The prevalence and significance of local languages can manifold a brand’s digital presence with apt, consumer-driven content.

India places second as one of the largest online markets globally, with over 560 million internet users every single day. With such a diverse market having an exponential growth rate, brands are leveraging every means possible to entice their audience into interacting with their respective brands.

In a country with over 100 major languages, local languages are the key to capturing the following billion Indian users that’ll soon be online. However, due to an avid influence from the West, brands solely relied on English as their first language to interact with the Indian audience.

However, due to India’s vast demographic of internet accessibility and usage, brands are making a swift and intelligent shift to deploying campaigns in Indic languages to strengthen their digital presence by not limiting themselves to their designated audience.

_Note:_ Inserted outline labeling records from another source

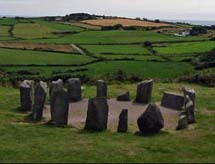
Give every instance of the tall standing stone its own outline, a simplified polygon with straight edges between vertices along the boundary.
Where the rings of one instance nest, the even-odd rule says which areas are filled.
[[[33,82],[30,80],[20,83],[20,104],[23,111],[31,111],[32,109],[32,87]]]
[[[58,79],[57,81],[52,81],[49,89],[49,95],[50,95],[50,101],[52,102],[52,99],[56,92],[63,90],[63,80]],[[51,106],[51,118],[53,118],[54,109]]]
[[[49,95],[52,97],[54,92],[63,90],[63,80],[58,79],[57,81],[52,81],[49,89]]]
[[[195,123],[195,99],[196,93],[194,89],[184,88],[185,112],[187,114],[188,123]]]
[[[107,97],[107,83],[103,80],[97,81],[97,97]]]
[[[32,119],[40,121],[43,117],[43,108],[46,101],[47,83],[40,81],[34,92],[34,105],[32,111]]]
[[[153,80],[142,81],[137,86],[136,103],[148,104],[151,100]]]
[[[138,118],[137,124],[143,135],[158,133],[164,127],[160,108],[155,104],[149,104],[146,111]]]
[[[97,97],[89,99],[85,129],[93,131],[106,130],[108,112],[109,108],[106,98]]]
[[[52,125],[67,125],[69,113],[69,97],[64,90],[56,91],[51,99],[51,121]]]
[[[69,100],[77,102],[82,99],[81,81],[79,78],[71,78],[68,80],[68,94]]]
[[[128,130],[128,109],[123,109],[119,115],[117,132],[126,133]]]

A survey recently estimated that India’s Hindi and local language user base will surpass the country’s English language users and will account for 75% of total Indian users online. With stats clearly in favour, it would be wrong to assume that non-English advertisements are ending in India. Instead, it’s more of an open invitation to brands to release content that caters to the local audiences varying from tier-one, two and three cities and diversifying their advertisements.

The prevalence and significance of local languages can manifold a brand’s digital presence with apt, consumer-driven content as 90% of internet users prefer to interact with brands that release content in a language familiar to them. As consumers, it’s a thoughtful and powerful gesture from brands to lean into local languages. With appropriate cultural and linguistic relevance, consumers can easily resonate with brands.

To acquire a broader digital coverage, brands translate keywords from their English-driven campaigns to local languages and pace growth for Indic Language SEM traffic. Some brands initiated Call extensions on search bars to connect with the local audience in their native language via call centres.

Besides releasing content in native languages to widen the scope of their target audience, brands should take this up as an opportunity to develop meaningful relations with their users. For example, brands should focus on contextual ads that can be used to familiarise the product in-depth. Also, making in-App/Website features for language-specific content and active customer service specific to user language is another way to get more users on board with your brand.

A newer, more thoughtful way is to engage with lower CPA audiences and provide relevant content that drives conversion. It is a great way to ensure both a better ROI and customer engagement. Transliterating is also a powerful tool to create inclusive campaigns that have high user retainment.

It’s time for brands to invest in creating local-language landing pages and assets to ease queries for new internet users to familiarise themselves with the brand via online content in their native languages. By creating a comfort zone, brands should seize to earn the trust of their users and establish a long-term relationship with them.